Peking University, July 9, 2026: Professor Ma Siwei of the School of Computer Science, Peking University has won the Second Prize of the National Scientific and Technological Progress Award for his team’s work on Audio Video Coding Standard (AVS). It has become China’s home-grown ultra-HD video compression standard, which now underpins broadcasts from China Central Television (CCTV) to the Olympics Games
Ma’s project built an integrated industrial ecosystem, linking front-end acquisition, mid-end encoding and transmission, and back-end display and presentation, in partnership with companies including DJI and BOE Technology.
Professor Ma Siwei
The journey to this recognition was long and arduous. Ma pointed out that China independently developed the VCD player in 1992. China's manufacturing base for VCD and DVD players grew rapidly and cheaply. But the country had missed the window to secure patent protection for the underlying technology, and only joined the International Organization for Standardization in 1996, by which point other countries had already completed the foundational work. As a result, Chinese manufacturers had to pay licensing fees to a scattered group of foreign patent holders, some of whom pushed for higher returns. Patent fees were as high as $25 per DVD device, leaving Chinese manufacturers with razor-thin margins. “We don’t have the core patent technology, which is the biggest problem,” Ma said.
"At the time, people questioned whether we could even set our own technical standard," Ma said. The first generation of AVS faced especially severe broadcast-quality testing requirements, and Ma recalled working through the night to prepare test data ahead of his PhD defense in 2005. Although the standard was approved as a national standard in 2006, it did not see widespread commercial adoption until 2012, a full decade after the work began. "If you stop halfway, you get no results at all,” he said.

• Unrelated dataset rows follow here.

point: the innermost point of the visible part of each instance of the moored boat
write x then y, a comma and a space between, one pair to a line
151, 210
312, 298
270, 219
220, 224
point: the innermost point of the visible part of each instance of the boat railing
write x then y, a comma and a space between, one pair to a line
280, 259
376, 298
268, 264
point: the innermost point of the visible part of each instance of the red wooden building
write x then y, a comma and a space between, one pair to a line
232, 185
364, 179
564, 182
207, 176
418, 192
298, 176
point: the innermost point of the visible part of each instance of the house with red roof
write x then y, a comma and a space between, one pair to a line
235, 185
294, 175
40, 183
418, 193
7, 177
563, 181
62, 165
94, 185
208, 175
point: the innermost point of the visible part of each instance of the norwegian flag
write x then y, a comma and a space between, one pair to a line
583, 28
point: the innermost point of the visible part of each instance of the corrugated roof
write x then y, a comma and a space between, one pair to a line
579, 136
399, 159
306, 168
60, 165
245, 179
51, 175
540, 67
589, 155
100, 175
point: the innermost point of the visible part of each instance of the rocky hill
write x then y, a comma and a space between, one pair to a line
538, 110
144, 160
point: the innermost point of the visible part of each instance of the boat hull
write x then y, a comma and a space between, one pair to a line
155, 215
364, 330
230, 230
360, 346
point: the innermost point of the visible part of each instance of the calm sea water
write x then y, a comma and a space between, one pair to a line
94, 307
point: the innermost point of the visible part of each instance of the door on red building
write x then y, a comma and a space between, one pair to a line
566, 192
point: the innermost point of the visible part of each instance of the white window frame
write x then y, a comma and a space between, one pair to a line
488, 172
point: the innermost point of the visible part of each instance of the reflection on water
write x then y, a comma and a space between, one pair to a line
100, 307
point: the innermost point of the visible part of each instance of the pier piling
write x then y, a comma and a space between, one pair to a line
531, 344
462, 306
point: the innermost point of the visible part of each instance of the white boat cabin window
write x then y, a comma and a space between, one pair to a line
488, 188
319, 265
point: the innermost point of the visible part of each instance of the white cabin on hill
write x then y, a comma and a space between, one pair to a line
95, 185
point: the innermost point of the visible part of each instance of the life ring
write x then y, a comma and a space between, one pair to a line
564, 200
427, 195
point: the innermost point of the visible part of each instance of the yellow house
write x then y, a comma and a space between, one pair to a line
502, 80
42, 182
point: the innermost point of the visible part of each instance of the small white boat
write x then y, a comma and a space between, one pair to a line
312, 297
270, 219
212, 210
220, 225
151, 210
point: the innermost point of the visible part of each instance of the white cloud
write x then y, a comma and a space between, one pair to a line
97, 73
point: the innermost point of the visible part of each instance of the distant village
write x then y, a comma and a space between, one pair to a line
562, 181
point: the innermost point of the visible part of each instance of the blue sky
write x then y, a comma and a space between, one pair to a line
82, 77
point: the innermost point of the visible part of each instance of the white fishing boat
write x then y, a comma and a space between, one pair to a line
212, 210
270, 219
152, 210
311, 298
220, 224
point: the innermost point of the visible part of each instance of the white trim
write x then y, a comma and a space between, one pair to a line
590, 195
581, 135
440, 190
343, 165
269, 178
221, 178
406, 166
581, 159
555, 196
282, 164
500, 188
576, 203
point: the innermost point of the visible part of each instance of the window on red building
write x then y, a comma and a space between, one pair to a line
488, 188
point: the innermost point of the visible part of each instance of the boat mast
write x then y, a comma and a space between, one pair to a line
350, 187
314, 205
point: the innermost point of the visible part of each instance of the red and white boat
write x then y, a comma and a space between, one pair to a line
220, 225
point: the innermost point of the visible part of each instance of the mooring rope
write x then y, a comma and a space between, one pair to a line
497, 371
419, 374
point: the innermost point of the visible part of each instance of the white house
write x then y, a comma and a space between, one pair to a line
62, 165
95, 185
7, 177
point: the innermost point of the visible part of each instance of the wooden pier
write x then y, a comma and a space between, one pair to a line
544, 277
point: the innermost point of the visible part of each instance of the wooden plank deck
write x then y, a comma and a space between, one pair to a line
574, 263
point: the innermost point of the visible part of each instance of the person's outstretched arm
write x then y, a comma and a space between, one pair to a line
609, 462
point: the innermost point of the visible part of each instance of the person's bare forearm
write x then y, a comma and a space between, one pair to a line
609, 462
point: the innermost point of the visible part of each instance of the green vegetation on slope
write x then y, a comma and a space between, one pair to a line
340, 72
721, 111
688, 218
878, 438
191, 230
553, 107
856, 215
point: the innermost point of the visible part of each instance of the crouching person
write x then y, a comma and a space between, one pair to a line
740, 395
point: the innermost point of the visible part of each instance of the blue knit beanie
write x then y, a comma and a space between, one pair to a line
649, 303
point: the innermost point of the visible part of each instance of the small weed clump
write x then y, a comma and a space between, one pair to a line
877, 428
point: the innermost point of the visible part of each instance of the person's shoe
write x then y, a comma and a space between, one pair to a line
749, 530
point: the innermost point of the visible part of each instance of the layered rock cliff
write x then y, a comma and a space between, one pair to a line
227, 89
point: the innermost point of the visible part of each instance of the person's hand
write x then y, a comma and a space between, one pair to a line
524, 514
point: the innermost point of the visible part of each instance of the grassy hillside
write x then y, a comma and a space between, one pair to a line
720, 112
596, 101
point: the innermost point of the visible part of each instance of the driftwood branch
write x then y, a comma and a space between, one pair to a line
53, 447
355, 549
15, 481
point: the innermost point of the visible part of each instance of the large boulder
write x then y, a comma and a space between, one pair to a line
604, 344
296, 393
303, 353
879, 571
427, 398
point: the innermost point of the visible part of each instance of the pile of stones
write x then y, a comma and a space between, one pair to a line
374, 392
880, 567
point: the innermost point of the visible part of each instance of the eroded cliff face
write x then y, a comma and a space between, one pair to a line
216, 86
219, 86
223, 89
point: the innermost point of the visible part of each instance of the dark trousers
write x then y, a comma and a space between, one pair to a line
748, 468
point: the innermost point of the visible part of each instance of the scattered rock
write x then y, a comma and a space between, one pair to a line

That hard work has since paid off. AVS-powered 4K broadcasting was used for China's 70th anniversary celebrations in 2019, and 8K channels have become standard at CCTV and Beijing Television since 2021. At the 2024 Paris Olympics, a CCTV outside broadcast vehicle built on AVS3 technology drove past the Arc de Triomphe, drawing extensive coverage from French and European media. The standard has since been folded into the DVB framework used in European broadcasting, putting Chinese-made AVS equipment on display floors across the continent.
The road to innovation never ends. Looking ahead, Ma sees the next leap for AVS coming from generative AI. Traditional coding works at the level of pixels and blocks, but AI generation models can represent video with text and images, potentially achieving compression ratios many times greater than current methods allow. AVS4 is already exploring this "generative coding" pathway, he said. Major platforms such as Alibaba have become active partners, given their urgent need for more efficient video storage at scale.
Because companies hold advantages in data, computing power and market access, Ma argues that universities should strengthen support for researchers seeking industry partnerships. China now produces vast numbers of engineering graduates each year that universities lack the capacity to absorb, while companies generate jobs and reward entrepreneurship, drawing in much of that talent. “Universities need to build bridges to the market on researchers’ behalf,” said Ma, calling for stronger institutional support.
Ma traces his own persistence to his mentor, Gao Wen, an academician of the Chinese Academy of Engineering. Gao taught him to measure research not by visibility but by impact, using an analogy of escalating firepower: papers that make noise and are quickly forgotten are “firecrackers”; work that solves a contained problem is a “handgun”; research requiring coordinated teams is a “cannon”; and projects of strategic, national consequence are “atomic bombs”. Ma places AVS firmly in the last category. “Without AVS, our entire video industry today would be exposed to enormous intellectual property risk,” he said. That same philosophy now shapes how he mentors his own students. He prioritizes the impact of research, adding that “if a paper doesn't solve a real problem, it isn't worth much.”
Ma's teaching style reflects a core belief: learning requires active, sustained engagement. His office door is never closed, and no student needs an appointment to walk in. He doesn’t view this as a disruption, because “a computer science student who can't multitask hasn't really learned what computer science is about.”
That same spirit of active engagement carries over into his approach to the age of AI. He encourages students to engage with large language models constantly, but warns that unqualified reliance is dangerous. “Students must layer independent thought on top of AI-generated content.”
The lesson, Ma says, extends beyond research and teaching. “Success takes decades, not headlines,” he noted, before adding that “the work only counts if you're willing to stick with it long after it stops feeling new and exciting.”